Repare-se noutro aspeto elucidativo do texto de apresentação oficial da exposição: “O singular é que, nesta exposição, o visitante assume o papel de poder comentar e de fazer “gostar”, numa área definida para o efeito, como ponto de fecho da sua visita.”

Ou seja, o singular nesta exposição anunciada como respeitando a uma linguagem participativa como é a banda desenhada, é que o leitor consegue ser participante. Não parece algo de muito extraordinário. Diferente seria partir do cartoon, para dizer que o singular nesta exposição é dar ao leitor um papel participativo e não meramente receptivo. Aí sim, já poderia haver um factor diferenciador.

A afirmação de que o Facebook é um berço para a BD, é, portanto e nesta exposição, erradamente ilustrada por quatro exemplos do cartoon, pelo que não me parece sequer correto que a cidade que é a capital portuguesa da BD promova esta confusão entre linguagens próximas.

Falamos da mesma cidade que organiza os Prémios Nacionais de Banda Desenhada, no âmbito dos quais distingue o álbum de banda desenhada do álbum de tiras humorísticas.

Não vou tão longe a ponto de defender que uma mostra como esta nem devia ser apresentada na Bedeteca. Admito-a na Bedeteca, já que é também aí que estão todas as publicações de tiras humorísticas (sem preocupação de distinção de linguagem).
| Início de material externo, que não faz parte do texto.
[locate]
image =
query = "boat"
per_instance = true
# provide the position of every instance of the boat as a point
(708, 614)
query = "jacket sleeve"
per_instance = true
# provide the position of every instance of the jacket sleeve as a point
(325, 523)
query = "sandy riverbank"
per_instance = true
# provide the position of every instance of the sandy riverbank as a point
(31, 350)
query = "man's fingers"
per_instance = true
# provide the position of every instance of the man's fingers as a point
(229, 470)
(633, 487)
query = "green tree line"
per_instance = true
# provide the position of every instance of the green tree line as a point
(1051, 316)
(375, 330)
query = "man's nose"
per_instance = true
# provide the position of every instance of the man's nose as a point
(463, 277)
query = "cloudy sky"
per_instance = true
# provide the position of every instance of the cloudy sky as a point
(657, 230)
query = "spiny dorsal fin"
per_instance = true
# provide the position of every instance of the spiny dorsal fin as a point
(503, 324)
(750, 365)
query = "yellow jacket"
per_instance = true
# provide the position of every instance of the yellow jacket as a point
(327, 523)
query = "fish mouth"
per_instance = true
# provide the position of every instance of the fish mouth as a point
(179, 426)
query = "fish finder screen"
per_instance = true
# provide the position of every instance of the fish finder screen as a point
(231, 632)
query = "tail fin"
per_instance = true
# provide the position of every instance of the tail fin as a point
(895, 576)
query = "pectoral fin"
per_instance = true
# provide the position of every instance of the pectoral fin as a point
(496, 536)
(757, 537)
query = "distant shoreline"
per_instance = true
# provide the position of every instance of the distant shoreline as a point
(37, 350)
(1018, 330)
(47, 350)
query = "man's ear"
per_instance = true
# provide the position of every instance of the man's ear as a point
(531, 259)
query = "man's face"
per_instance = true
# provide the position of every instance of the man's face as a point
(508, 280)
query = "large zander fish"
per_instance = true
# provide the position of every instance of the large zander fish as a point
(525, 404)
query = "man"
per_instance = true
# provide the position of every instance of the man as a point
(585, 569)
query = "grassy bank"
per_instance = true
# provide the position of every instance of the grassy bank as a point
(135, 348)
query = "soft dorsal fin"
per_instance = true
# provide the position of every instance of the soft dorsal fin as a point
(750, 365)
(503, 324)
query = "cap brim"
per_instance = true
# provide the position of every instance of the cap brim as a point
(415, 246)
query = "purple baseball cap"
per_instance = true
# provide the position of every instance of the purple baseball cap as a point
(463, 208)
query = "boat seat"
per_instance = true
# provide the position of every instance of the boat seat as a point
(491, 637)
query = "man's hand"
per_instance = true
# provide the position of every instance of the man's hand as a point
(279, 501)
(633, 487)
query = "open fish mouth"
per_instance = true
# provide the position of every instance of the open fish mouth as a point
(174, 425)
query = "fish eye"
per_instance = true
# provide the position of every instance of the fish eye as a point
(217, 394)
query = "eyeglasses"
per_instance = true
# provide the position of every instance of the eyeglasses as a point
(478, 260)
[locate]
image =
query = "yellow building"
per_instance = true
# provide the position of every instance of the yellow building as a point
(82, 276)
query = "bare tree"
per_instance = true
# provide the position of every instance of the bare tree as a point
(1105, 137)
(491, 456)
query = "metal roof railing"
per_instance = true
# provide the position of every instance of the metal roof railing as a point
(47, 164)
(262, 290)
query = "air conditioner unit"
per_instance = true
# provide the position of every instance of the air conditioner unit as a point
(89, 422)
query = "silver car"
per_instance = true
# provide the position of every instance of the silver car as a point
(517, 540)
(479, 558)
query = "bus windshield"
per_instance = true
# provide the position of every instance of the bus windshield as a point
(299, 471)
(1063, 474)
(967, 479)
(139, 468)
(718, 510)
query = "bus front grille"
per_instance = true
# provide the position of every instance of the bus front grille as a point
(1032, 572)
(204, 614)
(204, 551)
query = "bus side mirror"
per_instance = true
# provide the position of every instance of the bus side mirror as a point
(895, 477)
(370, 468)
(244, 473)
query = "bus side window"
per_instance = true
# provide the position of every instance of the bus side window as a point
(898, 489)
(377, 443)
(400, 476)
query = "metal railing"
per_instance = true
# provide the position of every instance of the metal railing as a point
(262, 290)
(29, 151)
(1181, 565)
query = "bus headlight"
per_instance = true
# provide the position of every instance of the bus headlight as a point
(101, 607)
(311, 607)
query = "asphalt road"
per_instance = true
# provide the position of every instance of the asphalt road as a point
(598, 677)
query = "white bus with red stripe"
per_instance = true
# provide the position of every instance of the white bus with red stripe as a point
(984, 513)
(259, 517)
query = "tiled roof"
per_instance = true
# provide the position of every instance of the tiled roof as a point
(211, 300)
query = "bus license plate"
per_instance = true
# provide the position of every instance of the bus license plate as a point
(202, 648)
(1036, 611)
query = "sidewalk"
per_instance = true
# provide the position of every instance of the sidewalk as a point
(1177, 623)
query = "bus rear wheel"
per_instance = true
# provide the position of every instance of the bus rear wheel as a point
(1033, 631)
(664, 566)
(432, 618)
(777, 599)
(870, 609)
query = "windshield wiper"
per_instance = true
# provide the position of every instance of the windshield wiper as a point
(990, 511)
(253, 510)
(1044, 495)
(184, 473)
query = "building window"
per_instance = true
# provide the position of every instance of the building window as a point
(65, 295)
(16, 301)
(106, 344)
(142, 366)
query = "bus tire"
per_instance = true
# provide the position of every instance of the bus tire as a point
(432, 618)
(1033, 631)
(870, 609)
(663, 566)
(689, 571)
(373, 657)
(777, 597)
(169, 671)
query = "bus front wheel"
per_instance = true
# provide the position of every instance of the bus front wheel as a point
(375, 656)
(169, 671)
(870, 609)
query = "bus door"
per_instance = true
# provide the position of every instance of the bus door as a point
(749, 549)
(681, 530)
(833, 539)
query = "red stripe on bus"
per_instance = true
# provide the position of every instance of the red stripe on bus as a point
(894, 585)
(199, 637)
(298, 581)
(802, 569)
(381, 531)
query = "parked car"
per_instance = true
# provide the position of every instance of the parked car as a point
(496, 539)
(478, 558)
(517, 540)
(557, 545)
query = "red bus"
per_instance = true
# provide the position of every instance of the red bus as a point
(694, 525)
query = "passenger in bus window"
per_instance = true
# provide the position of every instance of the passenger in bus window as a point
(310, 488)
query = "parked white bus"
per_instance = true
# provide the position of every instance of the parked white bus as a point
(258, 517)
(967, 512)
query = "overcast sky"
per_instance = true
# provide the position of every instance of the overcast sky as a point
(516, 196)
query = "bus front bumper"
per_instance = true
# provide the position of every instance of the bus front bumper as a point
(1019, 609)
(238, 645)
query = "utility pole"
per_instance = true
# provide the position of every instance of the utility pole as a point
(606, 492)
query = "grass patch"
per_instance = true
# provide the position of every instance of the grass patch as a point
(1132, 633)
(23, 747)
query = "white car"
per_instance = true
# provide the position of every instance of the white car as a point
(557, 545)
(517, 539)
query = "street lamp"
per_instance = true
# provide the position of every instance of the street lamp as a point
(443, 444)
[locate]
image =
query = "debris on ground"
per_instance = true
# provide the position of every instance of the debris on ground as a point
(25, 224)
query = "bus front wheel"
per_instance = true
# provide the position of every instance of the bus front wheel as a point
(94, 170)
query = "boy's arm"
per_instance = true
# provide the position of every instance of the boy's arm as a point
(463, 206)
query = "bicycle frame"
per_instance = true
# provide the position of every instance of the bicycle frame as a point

Poderá dizer-se que esta é apenas uma opinião, e que eu sou muito formalista em questões de definição de linguagem (entre outras), e que até há críticos de renome que admitem que tudo é banda desenhada. Tudo bem. Eu também conheço gente que está absolutamente convencida de que os filmes de animação são banda desenhada, mas isso não me parece argumento. “É tudo bonecos”, é certo, mas exige-se um maior rigor quanto à especificidade duma linguagem que se deve conhecer bem, a da banda desenhada. Nesse sentido, a exposição deveria ter sido melhor enquadrada, começando pelo título equívoco.